Die Kernbestände der beiden Kollektionen haben gemeinsame Ursprünge in den Sammlungen der Herzöge von Braunschweig-Wolfenbüttel. Dieser historisch zusammenhängende Bestand ist zwischen dem 18. und dem frühen 20. Jahrhundert auf beide Institutionen verteilt worden.

Im Kupferstichkabinett des Herzog Anton Ulrich-Museums steht bei der Auswahl neben den Einblattholzschnitten des 15. Jahrhunderts die deutsche Druckgraphik bis zum Jahre 1800 im Mittelpunkt. In der Herzog August Bibliothek wird neben der Beschreibung von Einzelblättern und gebundenen Graphikfolgen der wichtige Zusammenhang von Graphik und Buch im europäischen Kontext beleuchtet.
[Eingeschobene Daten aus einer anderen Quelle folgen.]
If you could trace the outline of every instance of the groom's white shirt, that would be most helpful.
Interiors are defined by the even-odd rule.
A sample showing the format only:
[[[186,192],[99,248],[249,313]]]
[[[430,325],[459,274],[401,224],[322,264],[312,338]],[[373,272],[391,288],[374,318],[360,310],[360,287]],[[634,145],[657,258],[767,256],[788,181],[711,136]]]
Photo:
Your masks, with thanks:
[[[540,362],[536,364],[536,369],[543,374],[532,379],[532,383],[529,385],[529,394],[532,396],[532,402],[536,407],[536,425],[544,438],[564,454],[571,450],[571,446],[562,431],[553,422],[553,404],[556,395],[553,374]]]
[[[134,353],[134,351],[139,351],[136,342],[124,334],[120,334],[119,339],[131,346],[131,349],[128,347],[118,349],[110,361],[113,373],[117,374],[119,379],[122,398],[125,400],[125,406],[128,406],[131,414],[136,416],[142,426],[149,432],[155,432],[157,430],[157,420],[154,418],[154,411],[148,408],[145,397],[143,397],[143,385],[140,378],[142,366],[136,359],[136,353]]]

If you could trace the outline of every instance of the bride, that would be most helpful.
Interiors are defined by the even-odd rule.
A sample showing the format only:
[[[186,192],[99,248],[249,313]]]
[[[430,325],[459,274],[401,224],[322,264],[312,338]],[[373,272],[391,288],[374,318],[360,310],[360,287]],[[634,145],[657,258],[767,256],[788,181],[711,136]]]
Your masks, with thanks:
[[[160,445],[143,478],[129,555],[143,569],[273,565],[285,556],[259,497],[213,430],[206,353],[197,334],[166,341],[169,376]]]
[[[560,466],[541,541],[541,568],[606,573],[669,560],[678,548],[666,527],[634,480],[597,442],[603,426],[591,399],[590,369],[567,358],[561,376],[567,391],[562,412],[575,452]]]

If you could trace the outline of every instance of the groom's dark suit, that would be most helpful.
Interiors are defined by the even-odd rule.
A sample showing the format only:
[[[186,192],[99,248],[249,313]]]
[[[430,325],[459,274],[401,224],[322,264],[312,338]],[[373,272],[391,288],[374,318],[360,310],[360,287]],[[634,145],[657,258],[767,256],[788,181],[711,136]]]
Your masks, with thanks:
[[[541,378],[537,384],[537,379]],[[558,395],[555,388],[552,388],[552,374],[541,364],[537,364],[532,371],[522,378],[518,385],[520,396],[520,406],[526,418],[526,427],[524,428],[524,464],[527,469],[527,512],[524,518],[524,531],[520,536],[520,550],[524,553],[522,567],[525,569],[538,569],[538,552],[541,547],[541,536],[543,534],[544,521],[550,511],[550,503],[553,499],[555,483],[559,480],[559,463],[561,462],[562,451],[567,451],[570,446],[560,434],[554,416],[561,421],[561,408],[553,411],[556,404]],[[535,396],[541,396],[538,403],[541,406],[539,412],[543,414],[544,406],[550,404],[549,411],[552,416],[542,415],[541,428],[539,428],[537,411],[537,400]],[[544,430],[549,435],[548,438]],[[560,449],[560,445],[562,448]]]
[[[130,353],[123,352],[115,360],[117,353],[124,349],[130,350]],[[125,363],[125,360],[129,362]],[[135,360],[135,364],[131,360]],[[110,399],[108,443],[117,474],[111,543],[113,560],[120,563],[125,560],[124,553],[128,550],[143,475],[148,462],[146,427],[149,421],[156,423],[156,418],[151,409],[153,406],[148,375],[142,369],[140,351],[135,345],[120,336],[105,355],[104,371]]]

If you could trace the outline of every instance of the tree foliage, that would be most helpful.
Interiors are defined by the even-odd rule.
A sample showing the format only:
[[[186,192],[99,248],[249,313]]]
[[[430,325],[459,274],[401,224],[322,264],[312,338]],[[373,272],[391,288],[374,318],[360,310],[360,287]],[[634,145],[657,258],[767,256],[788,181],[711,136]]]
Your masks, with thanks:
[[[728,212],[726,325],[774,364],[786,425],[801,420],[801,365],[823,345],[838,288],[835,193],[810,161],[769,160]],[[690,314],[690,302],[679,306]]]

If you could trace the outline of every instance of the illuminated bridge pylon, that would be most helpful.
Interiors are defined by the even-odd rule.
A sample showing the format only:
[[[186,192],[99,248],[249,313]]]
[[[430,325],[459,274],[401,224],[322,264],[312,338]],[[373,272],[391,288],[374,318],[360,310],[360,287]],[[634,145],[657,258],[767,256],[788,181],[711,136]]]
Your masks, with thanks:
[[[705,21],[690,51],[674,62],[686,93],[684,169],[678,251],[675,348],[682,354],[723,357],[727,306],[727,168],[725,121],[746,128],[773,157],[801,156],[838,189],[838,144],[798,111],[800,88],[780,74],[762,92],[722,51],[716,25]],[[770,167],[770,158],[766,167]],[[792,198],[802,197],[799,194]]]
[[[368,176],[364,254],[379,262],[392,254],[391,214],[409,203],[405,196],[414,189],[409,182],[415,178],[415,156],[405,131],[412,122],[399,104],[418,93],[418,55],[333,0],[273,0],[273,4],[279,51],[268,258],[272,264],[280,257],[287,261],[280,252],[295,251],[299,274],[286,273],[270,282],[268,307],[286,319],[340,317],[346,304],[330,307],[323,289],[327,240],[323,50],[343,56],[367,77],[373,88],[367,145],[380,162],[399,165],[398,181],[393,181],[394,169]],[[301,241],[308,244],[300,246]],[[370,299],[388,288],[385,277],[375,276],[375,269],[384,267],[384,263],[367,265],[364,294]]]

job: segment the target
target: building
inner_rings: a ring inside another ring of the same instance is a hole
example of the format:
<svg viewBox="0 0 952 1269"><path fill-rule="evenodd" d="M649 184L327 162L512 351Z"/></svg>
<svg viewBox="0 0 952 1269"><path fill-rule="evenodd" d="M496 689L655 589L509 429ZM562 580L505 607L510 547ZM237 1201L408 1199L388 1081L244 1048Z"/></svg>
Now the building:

Seit September 2007 ist die Datenbank online benutzbar. Bis Ende März 2011 werden rund 40.000 grafische Blätter digitalisiert und erschlossen. Die zusätzliche Indexierung der Bildinhalte nach dem international verbindlichen Iconclass-System erfolgt in Zusammenarbeit mit dem Bildarchiv Foto Marburg. Über eine OAI-Schnittstelle können die Daten im DC- oder Museumdat-Format auch in anderen Zusammenhängen genutzt werden.